Conflict Resolution at its most basic is a nonviolent process that helps resolve an ongoing conflict or dispute. The term is primarily used to describe the field of knowledge and practice, and all processes that work towards dealing with and resolving any size conflict, dispute or disagreement.  These processes include mediation, conflict coaching, conciliation, conflict management, negotiation, facilitated dialogue, and a wide variety of traditional processes, among others.

What is Alternative Dispute Resolution (ADR)?

Alternative Dispute Resolution (in some places: Appropriate Dispute Resolution) is a sub-type of Conflict Resolution, focusing specifically on legal disputes. The “Alternative” in ADR points to processes that are not adversarial litigation in courts.  Processes usually include arbitration, mediation, negotiation, and collaborative law.

What is Conflict Engagement?

Conflict Engagement is an alternative term for Conflict Resolution.  However, the term “Conflict Engagement” evokes a bigger perspective and goal than “Conflict Resolution,” recognizing that we all have to deal daily with conflict in our lives and that some conflict can have constructive and good outcomes. The goal is not to just resolve the conflict and make it go away, but taking action to shape it. To Engage Conflict is to take an active part in navigating through conflicts, controlling their outcomes, and preventing destructive conflict in the future.

What is Mediation?

Mediation is a process whereby two or more people, groups, and/or organizations work with an impartial mediator to resolve a specific conflict or dispute in a way that is mutually agreeable to all parties.  An additional outcome in mediation may be to provide a shared understanding of how future conflicts will be dealt with.

What training do mediators typically have?

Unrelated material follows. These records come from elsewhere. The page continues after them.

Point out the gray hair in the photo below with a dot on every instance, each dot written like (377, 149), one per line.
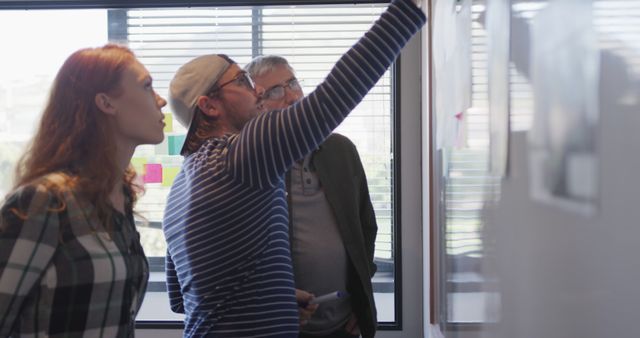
(266, 63)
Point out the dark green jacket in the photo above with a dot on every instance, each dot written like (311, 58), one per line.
(342, 177)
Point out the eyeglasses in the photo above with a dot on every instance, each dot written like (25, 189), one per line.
(242, 79)
(277, 92)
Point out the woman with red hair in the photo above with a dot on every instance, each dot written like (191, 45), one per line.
(71, 263)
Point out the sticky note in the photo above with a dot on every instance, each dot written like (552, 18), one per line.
(168, 122)
(169, 175)
(153, 173)
(175, 144)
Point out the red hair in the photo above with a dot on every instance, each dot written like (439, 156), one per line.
(74, 137)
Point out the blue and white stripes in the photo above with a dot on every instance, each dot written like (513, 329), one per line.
(229, 266)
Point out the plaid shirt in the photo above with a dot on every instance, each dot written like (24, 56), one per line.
(61, 273)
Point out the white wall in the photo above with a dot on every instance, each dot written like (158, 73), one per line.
(411, 232)
(564, 274)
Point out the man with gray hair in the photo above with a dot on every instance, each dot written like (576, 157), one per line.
(226, 222)
(332, 224)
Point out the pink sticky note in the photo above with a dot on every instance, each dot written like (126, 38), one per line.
(153, 173)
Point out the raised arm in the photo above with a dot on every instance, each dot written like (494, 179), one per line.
(268, 145)
(28, 240)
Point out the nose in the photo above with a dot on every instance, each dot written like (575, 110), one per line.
(160, 101)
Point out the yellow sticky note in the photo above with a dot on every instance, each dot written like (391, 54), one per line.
(168, 122)
(138, 164)
(168, 175)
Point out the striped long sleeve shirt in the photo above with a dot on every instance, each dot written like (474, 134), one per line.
(226, 223)
(62, 274)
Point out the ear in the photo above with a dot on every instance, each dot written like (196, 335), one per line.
(103, 101)
(210, 107)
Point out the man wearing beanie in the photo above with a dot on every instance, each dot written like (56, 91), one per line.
(226, 223)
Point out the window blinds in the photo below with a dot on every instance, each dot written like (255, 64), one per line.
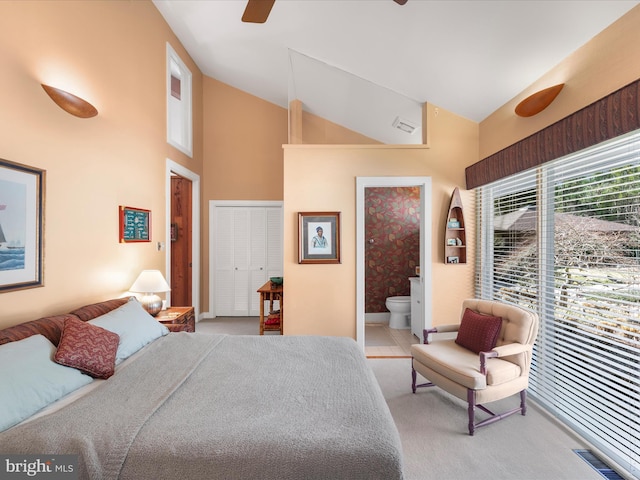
(564, 240)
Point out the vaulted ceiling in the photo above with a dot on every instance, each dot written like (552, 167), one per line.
(367, 64)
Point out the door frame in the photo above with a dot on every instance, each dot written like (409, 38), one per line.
(213, 204)
(424, 183)
(175, 168)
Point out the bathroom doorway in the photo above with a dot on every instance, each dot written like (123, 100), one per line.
(424, 277)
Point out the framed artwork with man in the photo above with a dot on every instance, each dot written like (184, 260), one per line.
(319, 237)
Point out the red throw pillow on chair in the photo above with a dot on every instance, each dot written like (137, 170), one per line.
(477, 332)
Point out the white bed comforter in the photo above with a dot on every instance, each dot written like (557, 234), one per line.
(197, 406)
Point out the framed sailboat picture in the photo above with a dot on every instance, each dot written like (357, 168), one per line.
(21, 224)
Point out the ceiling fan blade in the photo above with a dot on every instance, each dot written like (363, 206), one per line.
(257, 11)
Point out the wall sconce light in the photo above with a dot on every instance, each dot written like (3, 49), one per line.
(534, 104)
(70, 103)
(149, 282)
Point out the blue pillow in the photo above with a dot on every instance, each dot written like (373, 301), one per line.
(134, 325)
(30, 379)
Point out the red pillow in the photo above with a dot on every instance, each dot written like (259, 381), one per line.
(89, 348)
(477, 332)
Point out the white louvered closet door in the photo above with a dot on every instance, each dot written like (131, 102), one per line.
(247, 251)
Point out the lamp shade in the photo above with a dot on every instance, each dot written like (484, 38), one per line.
(150, 281)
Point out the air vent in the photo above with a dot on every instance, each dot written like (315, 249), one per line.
(598, 465)
(405, 125)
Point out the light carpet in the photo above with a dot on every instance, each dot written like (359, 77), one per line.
(436, 443)
(377, 335)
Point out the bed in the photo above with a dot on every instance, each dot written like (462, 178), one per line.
(191, 405)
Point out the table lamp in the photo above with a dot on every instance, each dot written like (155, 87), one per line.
(150, 282)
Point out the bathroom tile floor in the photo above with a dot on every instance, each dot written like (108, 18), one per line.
(387, 342)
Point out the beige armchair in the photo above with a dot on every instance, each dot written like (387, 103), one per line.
(486, 376)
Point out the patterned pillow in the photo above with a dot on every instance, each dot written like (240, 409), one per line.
(94, 310)
(477, 332)
(89, 348)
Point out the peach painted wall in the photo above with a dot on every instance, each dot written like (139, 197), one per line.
(113, 54)
(243, 158)
(606, 63)
(321, 299)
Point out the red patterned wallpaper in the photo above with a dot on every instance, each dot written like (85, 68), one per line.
(393, 223)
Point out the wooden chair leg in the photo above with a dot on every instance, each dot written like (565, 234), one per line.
(471, 410)
(413, 379)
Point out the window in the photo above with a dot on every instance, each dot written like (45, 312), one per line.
(564, 240)
(179, 123)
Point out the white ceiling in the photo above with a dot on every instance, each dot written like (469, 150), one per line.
(362, 63)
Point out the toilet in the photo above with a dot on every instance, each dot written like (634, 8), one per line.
(400, 308)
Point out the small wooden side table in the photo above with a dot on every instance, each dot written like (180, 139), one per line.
(180, 316)
(270, 292)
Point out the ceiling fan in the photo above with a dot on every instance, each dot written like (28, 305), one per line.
(257, 11)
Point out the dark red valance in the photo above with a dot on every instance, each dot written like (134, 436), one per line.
(609, 117)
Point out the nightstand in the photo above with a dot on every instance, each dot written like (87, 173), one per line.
(178, 316)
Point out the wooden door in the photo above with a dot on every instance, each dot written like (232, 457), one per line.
(181, 241)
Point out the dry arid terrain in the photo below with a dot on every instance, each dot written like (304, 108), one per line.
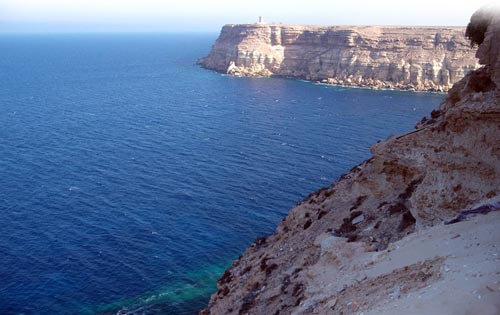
(413, 230)
(415, 58)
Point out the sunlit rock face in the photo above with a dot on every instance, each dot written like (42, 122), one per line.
(414, 229)
(416, 58)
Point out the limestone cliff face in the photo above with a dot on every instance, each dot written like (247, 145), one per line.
(418, 58)
(350, 248)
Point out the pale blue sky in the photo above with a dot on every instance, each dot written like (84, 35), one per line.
(210, 15)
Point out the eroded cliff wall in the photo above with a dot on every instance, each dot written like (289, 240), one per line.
(351, 248)
(417, 58)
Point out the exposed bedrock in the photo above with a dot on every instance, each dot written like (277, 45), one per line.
(375, 242)
(416, 58)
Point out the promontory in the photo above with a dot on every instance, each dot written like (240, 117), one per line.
(415, 229)
(412, 58)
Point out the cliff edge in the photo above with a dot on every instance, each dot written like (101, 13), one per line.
(413, 230)
(415, 58)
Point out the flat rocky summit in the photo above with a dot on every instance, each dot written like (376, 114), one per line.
(413, 230)
(396, 57)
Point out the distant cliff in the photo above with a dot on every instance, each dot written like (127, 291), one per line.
(374, 241)
(415, 58)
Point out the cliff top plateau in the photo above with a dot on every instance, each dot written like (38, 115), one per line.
(395, 57)
(413, 230)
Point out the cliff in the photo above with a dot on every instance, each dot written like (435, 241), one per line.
(375, 242)
(417, 58)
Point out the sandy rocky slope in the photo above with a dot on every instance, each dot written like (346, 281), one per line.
(414, 58)
(413, 230)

Mediators come from a variety of professional backgrounds, including law, counseling, coaching, academia, and others. Typically, a mediator will have one or more training courses (a basic course is usually 40+ hours) and significant experience in helping people navigate through their conflicts. Many mediators will have certifications from private organizations or public jurisdictions that indicate a significant level of knowledge, experience, competence and ethical conduct.

What is Conflict Coaching?

Conflict Coaching is in many ways the combination of mediation and coaching. In Conflict Coaching, a coach works with an individual client on specified goals relating to conflicts. The client may need help in how to understand and handle an ongoing conflict or increasing the client’s own skills in engaging future conflicts.  Unlike a mediator, a conflict coach is not neutral and impartial; and is instead a supporter of the goals of the client. Much of the time, conflict coaching will involve taking honest looks at conflicts from several different perspectives, which is necessary to have a full understanding of the conflict.

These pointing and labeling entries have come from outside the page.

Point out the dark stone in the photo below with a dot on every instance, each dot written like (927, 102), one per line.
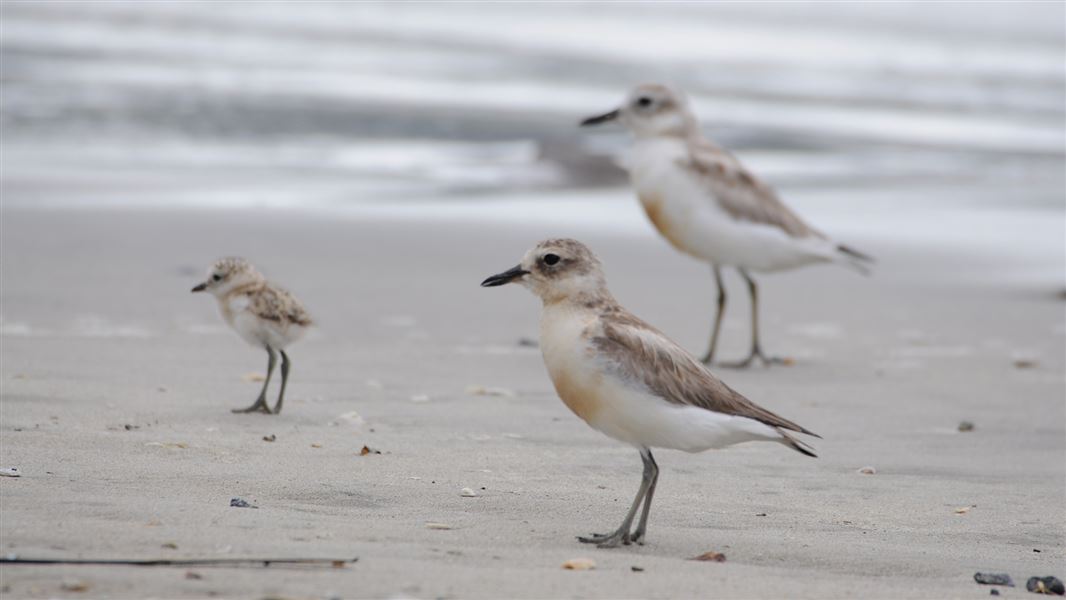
(994, 579)
(241, 503)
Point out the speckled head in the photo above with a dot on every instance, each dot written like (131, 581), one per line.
(556, 270)
(652, 110)
(227, 274)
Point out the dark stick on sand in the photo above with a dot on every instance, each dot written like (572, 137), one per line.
(235, 563)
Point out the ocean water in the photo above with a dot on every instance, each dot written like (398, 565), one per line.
(470, 110)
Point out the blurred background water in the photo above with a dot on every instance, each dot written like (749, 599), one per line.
(341, 104)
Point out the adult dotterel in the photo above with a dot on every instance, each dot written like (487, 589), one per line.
(626, 378)
(261, 312)
(709, 206)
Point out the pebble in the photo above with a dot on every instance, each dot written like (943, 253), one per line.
(994, 579)
(1049, 585)
(241, 503)
(579, 565)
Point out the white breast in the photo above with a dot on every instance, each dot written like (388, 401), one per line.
(625, 409)
(682, 206)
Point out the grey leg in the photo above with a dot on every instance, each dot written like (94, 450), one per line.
(638, 536)
(756, 349)
(260, 403)
(285, 379)
(717, 317)
(622, 535)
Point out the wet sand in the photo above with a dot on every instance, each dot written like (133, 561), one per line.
(117, 386)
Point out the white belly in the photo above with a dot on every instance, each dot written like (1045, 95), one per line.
(683, 209)
(259, 331)
(625, 410)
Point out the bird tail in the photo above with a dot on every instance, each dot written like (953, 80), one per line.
(853, 258)
(798, 446)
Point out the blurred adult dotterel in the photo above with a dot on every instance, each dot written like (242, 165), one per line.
(709, 206)
(261, 312)
(626, 378)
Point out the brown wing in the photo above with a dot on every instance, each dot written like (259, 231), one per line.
(276, 304)
(740, 193)
(639, 352)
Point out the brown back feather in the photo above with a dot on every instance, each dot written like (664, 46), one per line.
(640, 352)
(740, 193)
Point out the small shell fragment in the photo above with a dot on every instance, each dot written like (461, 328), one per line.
(710, 556)
(484, 390)
(579, 565)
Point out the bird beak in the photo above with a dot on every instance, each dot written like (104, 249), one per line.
(601, 118)
(505, 277)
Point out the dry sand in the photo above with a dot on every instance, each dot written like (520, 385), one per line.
(100, 334)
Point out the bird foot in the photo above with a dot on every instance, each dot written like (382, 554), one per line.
(765, 360)
(611, 540)
(260, 406)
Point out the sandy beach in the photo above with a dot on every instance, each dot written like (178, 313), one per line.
(382, 159)
(117, 385)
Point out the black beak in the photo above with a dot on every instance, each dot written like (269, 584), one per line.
(505, 277)
(601, 118)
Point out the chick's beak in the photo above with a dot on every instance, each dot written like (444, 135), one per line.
(600, 118)
(505, 277)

What is Conflict Management Consulting?

Conflict Management refers to applying conflict resolution principles and processes to organizational systems.  The focus in conflict management consulting is on analyzing past and current conflicts within the context of the organizational client, and providing systemic solutions that emphasize active conflict engagement, cost-effectiveness, collaboration, and stable organizational change.

How do I know you can help me?

Please email or call us, and we will provide you a free consultation to determine if we can help you, and a referral to other professionals if we cannot.

What are your rates? 

We have a variety of rates for different services, some of them hourly and some flat rates.  We will give you options of both hourly and flat rates to find a projected cost that is both fair and affordable.